A grid-symmetry lesson for USACO students: group reflected cells, compute the cost per group, and update carefully after toggles.

Reflection is a grid problem where the hard part is not reading the grid. The hard part is realizing that cells belong to reflection groups. Each group must eventually agree on one character.

Think in groups of four

In a square grid with horizontal and vertical reflection, a cell is connected to up to three reflected partners. For a typical group of four cells, the cheapest fix is:

min(number of '#', number of '.')

If a group has three # cells and one ., changing the one dot is cheaper. If it has two and two, either target costs two changes.

Add group costs

The total answer is the sum of the cheapest cost for every reflection group.
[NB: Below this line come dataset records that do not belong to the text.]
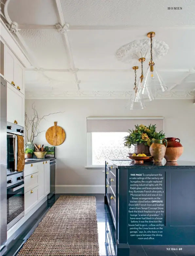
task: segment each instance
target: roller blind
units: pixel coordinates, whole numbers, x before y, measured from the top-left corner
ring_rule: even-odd
[[[163,130],[164,117],[95,118],[87,118],[87,132],[128,131],[134,129],[135,125],[147,126],[151,124],[156,125],[156,130]]]

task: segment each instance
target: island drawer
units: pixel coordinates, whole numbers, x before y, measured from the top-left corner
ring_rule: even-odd
[[[115,197],[116,197],[116,182],[114,181],[113,179],[110,179],[110,189],[112,191],[112,193],[114,194]]]
[[[113,220],[115,223],[116,223],[116,198],[115,195],[114,194],[111,193],[111,191],[110,190],[110,209],[111,211],[112,212],[112,214],[114,217],[115,220]]]
[[[106,194],[109,205],[110,205],[110,186],[109,186],[109,187],[106,188]]]
[[[110,169],[110,173],[111,173],[111,175],[114,176],[115,178],[115,179],[116,179],[116,168],[114,168],[112,165]]]
[[[24,172],[25,177],[34,173],[38,171],[38,166],[37,163],[35,163],[33,164],[28,164],[25,165]]]
[[[25,193],[37,187],[38,185],[38,174],[39,172],[35,172],[32,174],[26,176],[25,177]]]

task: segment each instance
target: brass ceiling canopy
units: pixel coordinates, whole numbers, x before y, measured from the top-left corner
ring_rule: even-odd
[[[139,59],[139,62],[141,62],[142,61],[143,61],[143,62],[144,62],[145,60],[146,59],[145,59],[145,58],[140,58]]]
[[[149,32],[147,34],[147,36],[149,38],[152,36],[152,37],[153,37],[154,36],[155,36],[155,32]]]

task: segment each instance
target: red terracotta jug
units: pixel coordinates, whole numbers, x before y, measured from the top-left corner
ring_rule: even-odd
[[[167,138],[167,147],[165,158],[168,162],[176,162],[183,153],[184,148],[180,143],[179,139],[170,137]],[[179,141],[177,141],[176,140]]]

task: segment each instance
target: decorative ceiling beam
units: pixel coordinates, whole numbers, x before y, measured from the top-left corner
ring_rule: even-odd
[[[70,42],[67,33],[67,30],[69,27],[69,25],[65,23],[64,21],[60,0],[55,0],[55,1],[58,10],[58,16],[59,21],[59,23],[56,24],[56,27],[58,32],[62,34],[69,62],[70,68],[69,70],[70,72],[72,72],[74,77],[76,85],[78,89],[79,90],[80,89],[79,84],[80,83],[80,81],[78,79],[77,74],[78,69],[75,68]]]

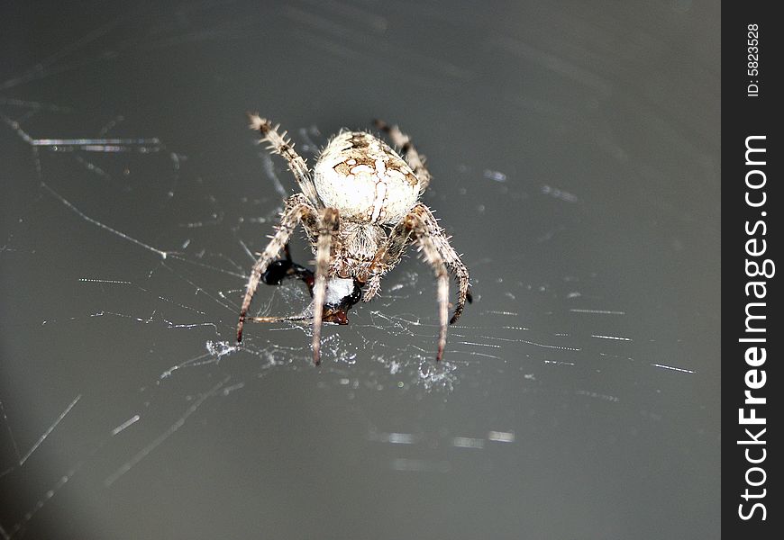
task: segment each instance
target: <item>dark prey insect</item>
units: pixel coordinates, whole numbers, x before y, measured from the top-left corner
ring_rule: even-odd
[[[364,131],[343,130],[319,156],[313,174],[295,150],[286,131],[258,114],[249,114],[251,128],[269,143],[268,149],[287,162],[301,193],[286,200],[280,223],[259,256],[248,280],[237,342],[245,320],[268,322],[280,318],[248,317],[260,281],[278,284],[285,277],[302,279],[313,295],[313,359],[320,363],[323,322],[347,324],[346,311],[359,301],[378,293],[381,277],[394,268],[409,244],[415,244],[435,272],[440,331],[436,360],[443,356],[447,323],[460,319],[471,301],[469,271],[439,227],[433,212],[419,202],[430,184],[424,159],[397,126],[377,121],[400,148],[401,157],[380,139]],[[291,261],[288,239],[302,224],[315,255],[315,272]],[[281,249],[286,258],[278,259]],[[458,282],[457,303],[449,319],[449,272]]]

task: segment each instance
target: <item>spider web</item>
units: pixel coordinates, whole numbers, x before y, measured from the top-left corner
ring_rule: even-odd
[[[330,5],[332,15],[367,19],[365,12]],[[285,8],[280,16],[291,22],[304,8]],[[184,43],[223,43],[248,29],[240,18],[208,21],[208,3],[193,9],[166,13],[146,29],[141,19],[117,17],[0,81],[0,137],[11,178],[0,239],[8,359],[0,393],[6,456],[0,488],[7,501],[0,537],[62,526],[79,501],[89,501],[85,508],[104,498],[119,504],[123,486],[176,467],[184,448],[220,436],[215,426],[224,421],[253,444],[275,434],[254,424],[258,418],[284,436],[301,436],[303,446],[340,441],[333,451],[356,455],[360,477],[497,483],[522,467],[526,481],[544,490],[566,481],[531,470],[551,448],[531,440],[554,438],[561,454],[553,459],[568,464],[565,476],[580,469],[586,454],[619,439],[623,456],[692,430],[703,430],[697,447],[714,442],[716,427],[705,412],[711,398],[695,405],[690,397],[714,383],[706,353],[697,352],[710,321],[698,322],[697,338],[688,338],[649,300],[646,287],[624,282],[628,276],[613,269],[611,249],[581,251],[588,236],[596,241],[610,229],[594,217],[606,210],[596,193],[489,158],[450,163],[436,148],[428,152],[435,179],[424,202],[465,253],[475,298],[450,328],[442,363],[433,361],[433,277],[413,249],[385,278],[380,298],[357,305],[349,326],[325,327],[320,368],[310,364],[306,324],[249,325],[237,346],[247,274],[294,189],[288,172],[254,145],[242,110],[222,132],[231,132],[231,140],[218,143],[207,136],[210,129],[183,135],[209,121],[169,125],[143,111],[129,115],[119,96],[92,107],[76,82],[84,74],[92,81],[122,71],[129,58]],[[188,23],[179,26],[178,17]],[[302,18],[297,32],[321,28],[316,37],[333,54],[360,50],[335,38],[333,27],[320,26],[323,20]],[[378,28],[386,19],[368,21]],[[493,47],[516,54],[518,45]],[[450,73],[469,78],[427,57],[415,59],[413,73],[441,68],[433,80],[422,76],[423,85]],[[49,82],[76,86],[60,100],[41,86]],[[342,126],[318,121],[287,127],[312,165]],[[655,190],[634,197],[652,215],[677,220],[686,213]],[[716,229],[702,218],[683,219],[696,220],[696,234],[711,238]],[[499,230],[506,231],[504,239],[481,247]],[[301,233],[292,248],[296,262],[308,264]],[[627,289],[639,295],[613,294]],[[252,310],[294,315],[309,302],[302,284],[261,285]],[[302,405],[286,408],[296,400]],[[334,433],[297,436],[292,426],[308,414],[313,422],[333,422]],[[592,431],[583,429],[587,423]],[[662,462],[688,454],[663,446],[652,454]],[[217,455],[202,463],[224,472]],[[301,455],[285,463],[303,466]],[[521,489],[504,492],[519,496]],[[143,506],[130,497],[132,507]],[[545,506],[540,509],[548,512]],[[75,521],[87,520],[79,514]],[[150,530],[164,522],[151,518]],[[123,523],[96,526],[122,530],[100,527]]]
Group cellsMake all #Make all .Cost
# . # .2 changes2 changes2
# # # .1 change3 changes1

Handling updates

A simple implementation can recalculate all group costs after each toggle. A faster implementation subtracts the old cost of the affected group, toggles the cell, then adds the new cost of that same group. Either way, the concept is the same: only group agreement matters.

Common mistakes

  • Counting each reflection group more than once.
  • Reflecting row coordinates correctly but not column coordinates.
  • Updating the grid cell before saving the old group cost in an optimized version.
  • Assuming every group always has four distinct cells without checking grid size assumptions.

Practice prompt

Draw a 4 by 4 grid and mark the four cells connected to position (0, 2). Fill them with two # and two ., then decide the minimum number of changes.